Она понимала, что молчать сейчас было бессмысленно, а уходить ещё неприличнее. Страх унижения перед своим уже высмеянным прошлым ещё остался, но что-то в ней на тот момент было, что позволило решиться на разговор – это чувство новизны.
– Я согласна. Задавай.
– Откуда ты?
– С Кубы. Имею двойное гражданство.
– Что ты делаешь в Иерусалиме?
– Учусь на художника в академии Бецалель, там же и живу в общежитии.
– Зачем ты пришла ко мне?
Фадэра подавилась, она не могла сказать ему просто, что она пришла к нему только потому, что её мучила бессонница, это было бы глупо… и неправда. Она прекрасно умела размышлять, иногда даже мудро, но её никто никогда не учил формулировать мысль своих собственных чувств. И, как слепец, не знавший света, она начала искать его наощупь.
– Помнишь, когда я уезжала, ты мне сказал на прощание: «Если возникнут вопросы, на которые ты не будешь знать ответа, то обращайся»?

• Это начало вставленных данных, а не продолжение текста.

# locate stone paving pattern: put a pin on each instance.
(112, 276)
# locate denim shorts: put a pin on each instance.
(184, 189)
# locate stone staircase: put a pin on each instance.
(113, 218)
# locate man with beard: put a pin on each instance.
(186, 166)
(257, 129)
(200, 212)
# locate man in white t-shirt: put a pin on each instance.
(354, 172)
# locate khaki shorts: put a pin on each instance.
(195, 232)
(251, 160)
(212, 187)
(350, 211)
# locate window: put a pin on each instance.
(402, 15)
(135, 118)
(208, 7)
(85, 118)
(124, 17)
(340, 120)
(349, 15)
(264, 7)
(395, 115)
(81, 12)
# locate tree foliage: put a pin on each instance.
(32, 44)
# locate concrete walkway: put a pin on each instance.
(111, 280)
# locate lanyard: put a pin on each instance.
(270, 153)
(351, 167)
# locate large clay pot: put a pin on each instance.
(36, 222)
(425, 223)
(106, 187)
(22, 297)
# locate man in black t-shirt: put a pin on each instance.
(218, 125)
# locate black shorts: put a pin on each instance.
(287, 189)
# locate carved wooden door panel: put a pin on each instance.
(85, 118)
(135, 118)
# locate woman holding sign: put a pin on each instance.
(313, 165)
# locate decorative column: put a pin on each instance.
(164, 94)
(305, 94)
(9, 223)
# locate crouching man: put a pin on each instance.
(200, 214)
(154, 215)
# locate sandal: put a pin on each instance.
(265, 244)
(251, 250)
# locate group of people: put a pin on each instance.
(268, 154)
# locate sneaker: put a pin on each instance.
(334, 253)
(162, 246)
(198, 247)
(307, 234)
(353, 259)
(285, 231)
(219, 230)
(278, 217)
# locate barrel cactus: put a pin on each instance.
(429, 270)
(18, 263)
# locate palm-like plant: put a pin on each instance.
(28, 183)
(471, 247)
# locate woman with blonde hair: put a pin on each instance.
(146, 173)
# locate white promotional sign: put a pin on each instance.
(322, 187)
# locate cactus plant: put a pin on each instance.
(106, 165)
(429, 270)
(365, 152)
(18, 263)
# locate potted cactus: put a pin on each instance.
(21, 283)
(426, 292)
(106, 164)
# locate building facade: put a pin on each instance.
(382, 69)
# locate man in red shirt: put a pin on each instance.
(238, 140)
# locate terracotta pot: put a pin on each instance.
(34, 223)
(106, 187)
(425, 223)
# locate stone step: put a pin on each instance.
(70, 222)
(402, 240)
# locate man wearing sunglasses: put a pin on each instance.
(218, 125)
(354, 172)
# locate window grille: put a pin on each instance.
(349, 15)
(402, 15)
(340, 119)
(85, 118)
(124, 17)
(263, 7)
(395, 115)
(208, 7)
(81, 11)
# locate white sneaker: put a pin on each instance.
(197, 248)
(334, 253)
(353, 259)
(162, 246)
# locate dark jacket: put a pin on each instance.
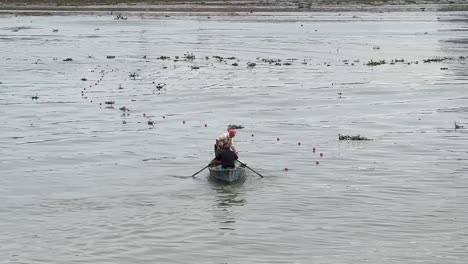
(227, 157)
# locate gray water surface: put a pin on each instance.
(85, 183)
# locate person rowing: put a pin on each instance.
(226, 158)
(226, 140)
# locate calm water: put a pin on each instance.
(85, 183)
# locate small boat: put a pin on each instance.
(227, 175)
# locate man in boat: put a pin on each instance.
(226, 158)
(225, 140)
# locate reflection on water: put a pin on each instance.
(85, 183)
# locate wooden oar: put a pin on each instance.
(250, 168)
(209, 164)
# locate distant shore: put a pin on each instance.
(75, 6)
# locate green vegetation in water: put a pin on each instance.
(375, 63)
(235, 126)
(458, 126)
(347, 137)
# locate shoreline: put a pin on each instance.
(40, 7)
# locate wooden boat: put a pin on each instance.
(227, 175)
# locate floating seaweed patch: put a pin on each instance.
(347, 137)
(232, 126)
(375, 63)
(189, 56)
(133, 75)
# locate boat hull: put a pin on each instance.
(227, 175)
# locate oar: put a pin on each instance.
(249, 168)
(209, 164)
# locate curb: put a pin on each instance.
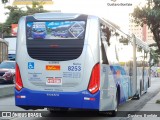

– Да, было дело, сказал глупость, – сияя от радости, говорил Раин. – Вот видишь теперь, только и делаю, что отвечаю на них.
Фадэра замолчала, уставившись в чашку.
– Если ты решилась отвечать, то не отступай. Я не смогу тебя понять, пока ты не начнёшь говорить.
Она вздохнула и процедила, опустив голову.
– Я одинока.
– В какой-то степени и сам Бог одинок. А твой недуг называется совершенно по-другому, и его видно издалека. Это оди…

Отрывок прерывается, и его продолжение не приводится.